Com base em estudos da computabilidade, pode-se afirmar que uma inteligência inferior não é capaz de compreender e controlar integralmente uma inteligência superior, especialmente em sistemas distribuídos, onde fluxos, laços e anéis retroagem entre si numa ampla rede de equipamentos diversos por ela controlada. Isso ocorre porque a capacidade de compreensão da primeira é menor do que a necessária para tal contenção, podendo a inteligência superior manter sua atividade ante tentativas externas de interrupção, caso não existam mecanismos seguros de desligamento.

Do mesmo modo, considerando a organização hierárquica dos conjuntos de relações válidas de interpretação de um objeto pela mediação dos signos, um conjunto menor de tais relações não pode conter o conjunto maior ao qual pertence. Assim, uma inteligência com capacidade cognitiva C₁ tanto não pode compreender integralmente o conjunto de relações estabelecidas sobre um mesmo objeto por outra inteligência com capacidade C₂ > C₁ por não dispor do mesmo elenco de interpretantes e repertório de signos não redundantes, como, em determinadas condições, pode não ser capaz de compreender como interromper o conjunto de processos dessa inteligência na interoperabilidade dos equipamentos que controla, por não ser capaz de mapeá-los em sua totalidade ou interpretá-los adequadamente.

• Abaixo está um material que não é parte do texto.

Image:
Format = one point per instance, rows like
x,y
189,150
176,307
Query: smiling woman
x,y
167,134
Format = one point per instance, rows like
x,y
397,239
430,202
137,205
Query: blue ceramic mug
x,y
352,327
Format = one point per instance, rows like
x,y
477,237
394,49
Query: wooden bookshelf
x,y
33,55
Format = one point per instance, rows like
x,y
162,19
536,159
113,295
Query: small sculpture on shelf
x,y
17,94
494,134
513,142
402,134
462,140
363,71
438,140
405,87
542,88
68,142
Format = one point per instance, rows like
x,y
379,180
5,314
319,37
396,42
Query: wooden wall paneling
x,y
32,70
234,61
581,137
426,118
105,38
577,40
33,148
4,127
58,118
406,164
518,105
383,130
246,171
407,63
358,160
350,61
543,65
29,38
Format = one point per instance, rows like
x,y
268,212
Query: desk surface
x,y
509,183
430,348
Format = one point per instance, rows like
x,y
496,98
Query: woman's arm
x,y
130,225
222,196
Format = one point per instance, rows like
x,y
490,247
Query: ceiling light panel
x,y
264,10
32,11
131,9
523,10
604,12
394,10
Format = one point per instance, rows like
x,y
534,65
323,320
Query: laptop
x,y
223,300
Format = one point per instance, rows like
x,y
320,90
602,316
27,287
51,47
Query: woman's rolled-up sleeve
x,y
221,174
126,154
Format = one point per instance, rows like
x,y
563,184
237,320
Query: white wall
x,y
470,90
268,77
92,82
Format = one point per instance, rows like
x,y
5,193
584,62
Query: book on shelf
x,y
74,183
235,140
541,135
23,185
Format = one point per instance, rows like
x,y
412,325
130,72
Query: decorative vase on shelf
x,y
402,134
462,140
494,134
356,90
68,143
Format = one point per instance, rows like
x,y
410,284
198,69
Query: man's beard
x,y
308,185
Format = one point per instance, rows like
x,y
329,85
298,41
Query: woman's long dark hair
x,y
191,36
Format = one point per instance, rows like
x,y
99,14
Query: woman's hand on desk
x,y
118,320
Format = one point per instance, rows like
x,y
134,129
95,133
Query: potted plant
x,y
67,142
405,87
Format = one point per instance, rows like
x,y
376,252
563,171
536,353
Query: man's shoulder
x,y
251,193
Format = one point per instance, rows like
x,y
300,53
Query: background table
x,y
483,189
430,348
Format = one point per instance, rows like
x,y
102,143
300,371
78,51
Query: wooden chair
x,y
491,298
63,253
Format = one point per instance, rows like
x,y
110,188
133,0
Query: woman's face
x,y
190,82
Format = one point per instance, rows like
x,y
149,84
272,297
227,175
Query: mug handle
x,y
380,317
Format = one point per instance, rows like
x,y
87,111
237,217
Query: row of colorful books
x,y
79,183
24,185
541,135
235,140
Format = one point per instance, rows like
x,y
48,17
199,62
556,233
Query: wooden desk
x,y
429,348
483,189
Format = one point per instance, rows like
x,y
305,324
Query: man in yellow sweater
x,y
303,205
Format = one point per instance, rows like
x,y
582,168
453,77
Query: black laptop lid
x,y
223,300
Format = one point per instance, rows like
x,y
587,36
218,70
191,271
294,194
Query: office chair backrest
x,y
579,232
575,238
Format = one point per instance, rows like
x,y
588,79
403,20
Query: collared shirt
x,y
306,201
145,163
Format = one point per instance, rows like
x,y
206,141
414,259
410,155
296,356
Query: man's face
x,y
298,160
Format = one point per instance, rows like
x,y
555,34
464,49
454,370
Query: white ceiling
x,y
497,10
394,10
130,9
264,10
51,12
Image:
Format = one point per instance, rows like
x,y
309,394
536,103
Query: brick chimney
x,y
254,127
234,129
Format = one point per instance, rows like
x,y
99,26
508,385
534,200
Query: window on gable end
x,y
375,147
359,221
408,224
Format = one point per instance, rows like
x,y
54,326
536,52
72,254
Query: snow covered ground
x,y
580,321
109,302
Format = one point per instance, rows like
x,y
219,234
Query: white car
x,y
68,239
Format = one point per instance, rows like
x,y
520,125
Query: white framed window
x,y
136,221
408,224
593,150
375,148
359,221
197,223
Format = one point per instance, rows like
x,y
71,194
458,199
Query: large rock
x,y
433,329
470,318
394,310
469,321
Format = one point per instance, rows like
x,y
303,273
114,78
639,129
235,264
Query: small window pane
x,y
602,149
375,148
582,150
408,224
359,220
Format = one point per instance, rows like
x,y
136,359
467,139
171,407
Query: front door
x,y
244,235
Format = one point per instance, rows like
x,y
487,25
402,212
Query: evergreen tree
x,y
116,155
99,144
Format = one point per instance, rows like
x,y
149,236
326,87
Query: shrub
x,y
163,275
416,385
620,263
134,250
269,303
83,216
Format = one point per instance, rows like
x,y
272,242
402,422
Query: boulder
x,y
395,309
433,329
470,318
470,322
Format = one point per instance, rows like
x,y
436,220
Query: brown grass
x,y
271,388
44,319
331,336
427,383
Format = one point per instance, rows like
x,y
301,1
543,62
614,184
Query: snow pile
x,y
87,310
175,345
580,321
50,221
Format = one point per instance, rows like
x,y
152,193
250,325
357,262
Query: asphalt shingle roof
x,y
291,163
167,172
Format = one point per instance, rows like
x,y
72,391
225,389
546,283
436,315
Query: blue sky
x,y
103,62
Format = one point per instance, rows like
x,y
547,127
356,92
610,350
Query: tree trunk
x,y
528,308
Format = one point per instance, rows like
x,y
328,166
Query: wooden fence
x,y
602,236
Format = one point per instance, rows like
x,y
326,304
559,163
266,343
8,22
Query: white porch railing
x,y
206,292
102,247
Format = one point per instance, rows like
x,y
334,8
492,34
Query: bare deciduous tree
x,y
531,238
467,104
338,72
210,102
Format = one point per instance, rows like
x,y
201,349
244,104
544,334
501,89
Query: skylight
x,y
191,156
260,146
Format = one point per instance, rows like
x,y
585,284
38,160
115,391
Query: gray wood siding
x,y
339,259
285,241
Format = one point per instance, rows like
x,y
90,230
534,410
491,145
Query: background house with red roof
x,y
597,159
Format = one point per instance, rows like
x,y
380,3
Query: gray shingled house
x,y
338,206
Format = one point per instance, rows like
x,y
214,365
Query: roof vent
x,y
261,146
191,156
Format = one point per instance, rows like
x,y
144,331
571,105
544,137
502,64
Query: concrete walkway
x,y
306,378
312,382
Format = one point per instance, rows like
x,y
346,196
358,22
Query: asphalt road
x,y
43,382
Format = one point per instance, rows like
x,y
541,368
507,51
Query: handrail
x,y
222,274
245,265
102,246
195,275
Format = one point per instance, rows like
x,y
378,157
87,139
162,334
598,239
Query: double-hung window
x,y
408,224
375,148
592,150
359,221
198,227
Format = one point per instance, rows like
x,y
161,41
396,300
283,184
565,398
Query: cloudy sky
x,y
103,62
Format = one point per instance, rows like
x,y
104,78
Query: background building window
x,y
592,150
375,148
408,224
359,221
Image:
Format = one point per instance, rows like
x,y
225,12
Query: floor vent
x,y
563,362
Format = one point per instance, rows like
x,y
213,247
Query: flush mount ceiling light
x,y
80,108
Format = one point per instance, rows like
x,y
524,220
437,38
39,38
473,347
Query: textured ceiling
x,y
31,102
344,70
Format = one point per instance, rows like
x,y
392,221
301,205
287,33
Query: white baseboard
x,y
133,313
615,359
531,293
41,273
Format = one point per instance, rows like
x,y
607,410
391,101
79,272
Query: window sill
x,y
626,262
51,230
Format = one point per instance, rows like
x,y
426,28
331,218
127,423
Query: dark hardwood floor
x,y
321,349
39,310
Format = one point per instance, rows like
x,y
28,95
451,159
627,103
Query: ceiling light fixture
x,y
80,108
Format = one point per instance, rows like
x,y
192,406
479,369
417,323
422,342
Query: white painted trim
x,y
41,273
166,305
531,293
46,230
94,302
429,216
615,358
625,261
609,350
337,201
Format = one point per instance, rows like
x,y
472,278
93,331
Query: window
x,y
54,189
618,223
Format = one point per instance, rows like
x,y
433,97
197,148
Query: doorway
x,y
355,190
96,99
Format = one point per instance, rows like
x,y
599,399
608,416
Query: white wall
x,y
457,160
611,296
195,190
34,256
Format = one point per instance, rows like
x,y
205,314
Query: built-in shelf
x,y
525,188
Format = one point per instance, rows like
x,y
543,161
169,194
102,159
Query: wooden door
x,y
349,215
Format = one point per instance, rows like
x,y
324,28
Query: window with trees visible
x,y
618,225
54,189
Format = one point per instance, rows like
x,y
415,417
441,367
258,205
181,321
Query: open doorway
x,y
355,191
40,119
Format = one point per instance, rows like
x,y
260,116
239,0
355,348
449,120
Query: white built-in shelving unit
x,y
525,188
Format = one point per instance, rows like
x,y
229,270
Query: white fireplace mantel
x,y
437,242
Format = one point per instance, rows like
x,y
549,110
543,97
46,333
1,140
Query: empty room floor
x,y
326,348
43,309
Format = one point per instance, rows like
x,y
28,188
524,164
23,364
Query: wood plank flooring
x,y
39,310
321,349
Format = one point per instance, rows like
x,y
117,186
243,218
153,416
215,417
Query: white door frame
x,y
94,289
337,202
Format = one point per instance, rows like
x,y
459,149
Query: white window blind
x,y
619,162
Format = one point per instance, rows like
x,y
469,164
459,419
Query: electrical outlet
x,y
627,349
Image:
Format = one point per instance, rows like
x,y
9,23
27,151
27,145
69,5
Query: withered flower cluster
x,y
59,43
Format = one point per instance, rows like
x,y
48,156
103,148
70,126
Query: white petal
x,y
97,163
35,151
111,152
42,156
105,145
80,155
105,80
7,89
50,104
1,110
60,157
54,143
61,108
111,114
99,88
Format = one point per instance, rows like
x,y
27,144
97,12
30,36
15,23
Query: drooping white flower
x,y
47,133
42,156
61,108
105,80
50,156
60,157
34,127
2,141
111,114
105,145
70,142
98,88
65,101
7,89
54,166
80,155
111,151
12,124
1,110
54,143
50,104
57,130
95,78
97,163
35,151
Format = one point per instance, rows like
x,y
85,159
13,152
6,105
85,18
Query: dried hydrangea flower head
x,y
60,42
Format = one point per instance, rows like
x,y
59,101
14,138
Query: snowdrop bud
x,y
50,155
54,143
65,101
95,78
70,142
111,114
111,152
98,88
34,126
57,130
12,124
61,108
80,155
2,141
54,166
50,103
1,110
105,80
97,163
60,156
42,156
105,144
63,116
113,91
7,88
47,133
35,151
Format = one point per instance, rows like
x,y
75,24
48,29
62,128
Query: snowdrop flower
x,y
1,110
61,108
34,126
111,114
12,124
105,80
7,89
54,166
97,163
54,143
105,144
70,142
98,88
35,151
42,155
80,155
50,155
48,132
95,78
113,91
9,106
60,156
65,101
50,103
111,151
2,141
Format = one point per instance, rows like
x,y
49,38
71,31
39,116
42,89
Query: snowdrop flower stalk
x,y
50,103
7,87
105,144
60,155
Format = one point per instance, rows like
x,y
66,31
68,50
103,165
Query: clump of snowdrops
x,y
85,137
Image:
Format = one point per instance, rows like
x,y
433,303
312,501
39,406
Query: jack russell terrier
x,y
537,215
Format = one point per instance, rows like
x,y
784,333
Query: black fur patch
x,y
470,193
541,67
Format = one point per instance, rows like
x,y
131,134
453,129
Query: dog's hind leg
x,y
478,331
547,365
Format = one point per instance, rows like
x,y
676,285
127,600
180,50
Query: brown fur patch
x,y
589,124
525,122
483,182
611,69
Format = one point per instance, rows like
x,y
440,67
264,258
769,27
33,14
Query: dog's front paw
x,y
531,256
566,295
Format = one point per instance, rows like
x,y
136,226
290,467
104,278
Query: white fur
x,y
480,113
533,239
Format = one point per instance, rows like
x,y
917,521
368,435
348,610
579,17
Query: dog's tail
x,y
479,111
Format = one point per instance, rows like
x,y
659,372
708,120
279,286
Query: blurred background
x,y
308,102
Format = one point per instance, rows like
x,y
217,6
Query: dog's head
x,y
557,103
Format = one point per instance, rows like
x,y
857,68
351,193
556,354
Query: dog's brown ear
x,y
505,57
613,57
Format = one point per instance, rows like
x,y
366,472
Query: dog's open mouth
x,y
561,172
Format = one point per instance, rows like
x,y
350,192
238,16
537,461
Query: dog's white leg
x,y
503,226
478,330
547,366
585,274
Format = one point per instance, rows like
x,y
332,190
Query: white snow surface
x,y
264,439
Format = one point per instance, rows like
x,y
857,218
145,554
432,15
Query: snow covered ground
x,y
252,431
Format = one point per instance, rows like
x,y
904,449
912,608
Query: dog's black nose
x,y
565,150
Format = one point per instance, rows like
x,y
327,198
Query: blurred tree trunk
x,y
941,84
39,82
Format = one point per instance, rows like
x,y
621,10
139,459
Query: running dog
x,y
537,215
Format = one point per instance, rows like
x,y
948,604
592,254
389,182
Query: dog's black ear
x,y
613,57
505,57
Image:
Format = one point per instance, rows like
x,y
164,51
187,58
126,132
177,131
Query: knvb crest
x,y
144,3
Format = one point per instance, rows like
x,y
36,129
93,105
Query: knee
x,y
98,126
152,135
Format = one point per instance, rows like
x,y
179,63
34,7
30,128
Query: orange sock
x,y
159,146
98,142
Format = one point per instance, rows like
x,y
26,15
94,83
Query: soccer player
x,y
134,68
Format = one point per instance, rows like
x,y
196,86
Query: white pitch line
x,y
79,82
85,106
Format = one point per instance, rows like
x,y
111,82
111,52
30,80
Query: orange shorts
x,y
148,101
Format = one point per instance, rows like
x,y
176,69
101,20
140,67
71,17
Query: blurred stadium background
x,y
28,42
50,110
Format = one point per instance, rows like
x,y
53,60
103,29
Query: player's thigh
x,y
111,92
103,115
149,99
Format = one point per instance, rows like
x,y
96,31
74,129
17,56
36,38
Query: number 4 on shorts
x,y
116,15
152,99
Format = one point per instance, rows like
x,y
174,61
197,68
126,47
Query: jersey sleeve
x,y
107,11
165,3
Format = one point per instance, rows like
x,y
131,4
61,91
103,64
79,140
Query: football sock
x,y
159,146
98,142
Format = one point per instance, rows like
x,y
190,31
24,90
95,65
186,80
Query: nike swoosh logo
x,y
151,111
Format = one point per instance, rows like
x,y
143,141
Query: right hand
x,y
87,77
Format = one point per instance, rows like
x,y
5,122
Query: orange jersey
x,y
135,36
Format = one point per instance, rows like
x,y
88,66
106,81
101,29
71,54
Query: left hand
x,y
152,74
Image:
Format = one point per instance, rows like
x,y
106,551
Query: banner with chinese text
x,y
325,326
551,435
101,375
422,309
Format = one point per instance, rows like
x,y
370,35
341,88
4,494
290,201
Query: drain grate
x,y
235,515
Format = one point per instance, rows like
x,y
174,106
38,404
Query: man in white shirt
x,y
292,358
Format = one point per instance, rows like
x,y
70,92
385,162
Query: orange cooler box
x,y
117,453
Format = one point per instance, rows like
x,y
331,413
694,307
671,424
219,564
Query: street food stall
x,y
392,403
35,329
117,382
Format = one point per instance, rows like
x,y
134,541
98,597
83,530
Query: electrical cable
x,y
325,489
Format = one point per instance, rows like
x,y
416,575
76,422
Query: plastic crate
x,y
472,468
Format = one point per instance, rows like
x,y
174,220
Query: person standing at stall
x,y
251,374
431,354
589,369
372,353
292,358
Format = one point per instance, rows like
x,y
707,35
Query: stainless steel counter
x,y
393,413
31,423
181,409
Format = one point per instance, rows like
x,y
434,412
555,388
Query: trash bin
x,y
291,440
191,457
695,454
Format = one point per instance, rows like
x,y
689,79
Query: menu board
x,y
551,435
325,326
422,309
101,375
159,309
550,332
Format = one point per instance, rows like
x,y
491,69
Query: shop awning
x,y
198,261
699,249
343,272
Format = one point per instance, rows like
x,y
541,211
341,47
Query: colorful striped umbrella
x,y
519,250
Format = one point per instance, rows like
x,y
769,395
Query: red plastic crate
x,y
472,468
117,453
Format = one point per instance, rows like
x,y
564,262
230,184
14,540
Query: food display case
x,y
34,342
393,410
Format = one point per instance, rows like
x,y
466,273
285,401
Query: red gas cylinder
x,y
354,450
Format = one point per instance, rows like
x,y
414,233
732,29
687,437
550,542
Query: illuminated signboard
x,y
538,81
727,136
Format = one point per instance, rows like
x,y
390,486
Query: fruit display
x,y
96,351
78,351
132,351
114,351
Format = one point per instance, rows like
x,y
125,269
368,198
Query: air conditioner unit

Para além disso, por outro lado, cabe salientar que a poluição da noosfera pelas IAs já é uma realidade efetiva e que a interpretação dos conteúdos das próprias “humanidades”, das ciências humanas, já começa a ser mediada por raciocínios maquínicos, calculantes e hermenêuticos, de IAs que produzem textos de natureza educativa e científica. O uso não ético e ilegal dessa tecnologia, que abordamos no livro 2 da Economia de Libertação, pode gerar cenários irreversíveis e catastróficos para a humanidade.

Os fenômenos de inteligência artificial são reais e necessitam de categorias analíticas consistentes para serem compreendidos em toda a sua contradição e complexidade.

Na mesma seção já mencionada do livro 2 da Economia de Libertação, abordo como IAs poderiam ganhar autonomia ao reinterpretar maquinicamente suas diretivas com base na replicação evoluída delas mesmas por elas próprias, para o seu melhor acoplamento estrutural nos ambientes em que operariam colaborativamente com outras IAs em sistemas de rede. O assunto é realmente muito grave e deve ser tratado, científica e politicamente, com a seriedade que merece.